Sulfadoxine is a sulfonamide
Sulfonamides are synthetic drugs with low potency against a wide range of parasitic organisms including Plasmodia, T. gondii and P. carinii.
Sulphonamides act through inhibition of dihydropteroate synthetase. Resistance arises through multiple mutations in this gene.
Sulfadoxine is available (combined with pyrimethamine) in both oral and intramuscular forms. It is rapidly and extensively absorbed from the gut. Sulfadoxine is about 94% bound to plasma proteins. T1/2 is around184 hours in healthy adults following oral dosing.
In the treatment of Plasmodium falciparum, sulfadoxine is always used in fixed-ratio combination with pyrimethamine. For adults, a single dose of sulfadoxine, 1.5 g, is given with pyrimethamine 75 mg. The drug is contraindicated in patients with severe renal insufficiency, marked liver parenchymal damage or blood dyscrasias.

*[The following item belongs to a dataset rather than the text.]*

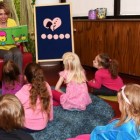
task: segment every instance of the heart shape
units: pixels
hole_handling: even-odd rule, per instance
[[[51,29],[52,31],[59,28],[62,24],[62,21],[59,17],[54,18],[53,20],[46,18],[43,21],[43,26],[47,29]]]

The adverse effects of sulfonamides may be considered for the group as a whole. Differences in frequency and severity of reactions are largely a function of elimination rate: bizarre reactions to slowly eliminated drugs being more severe because drug exposure is longer. Most are of a ‘type B’ or bizarre type and many are thought to involve the immune system. They include fever, arthralgia, bone marrow adverse reactions including neutropaenia, agranulocytosis, and aplastic anaemia, rashes which range from the trivial to the life-threatening and methemoglobinaemia and haemolysis in patients with glucose-6-phosphate dehydrogenase deficiency. The commonest serious type A adverse reaction is crystalluria.
Sulfadoxine is a sulfonamide antimicrobial that, when administered during the last trimester of pregnancy, theoretically could compete with bilirubin for plasma proteins and exacerbate neonatal jaundice. It is unclear, however, whether this specific sulfa congener poses any risk to the newborn.
Sulfonamides generally are prone to adverse drug interactions by three principal mechanisms:
• Displacement from plasma protein binding
• Inhibition of biotransformation
• Additive pharmacodynamic response
The first two mechanisms, occurring together, explain the ‘toxic’ potentiation of several drugs with the following common characteristics:
• Cleared by biotransformation to a large degree
• Extensively bound to plasma proteins
• Narrow therapeutic range
Included in this list are: warfarin (and other coumarins), sulfonylureas and phenytoin
Fansidar™ (Roche) tablets containing pyrimethamine (25mg) and sulfadoxine (500mg).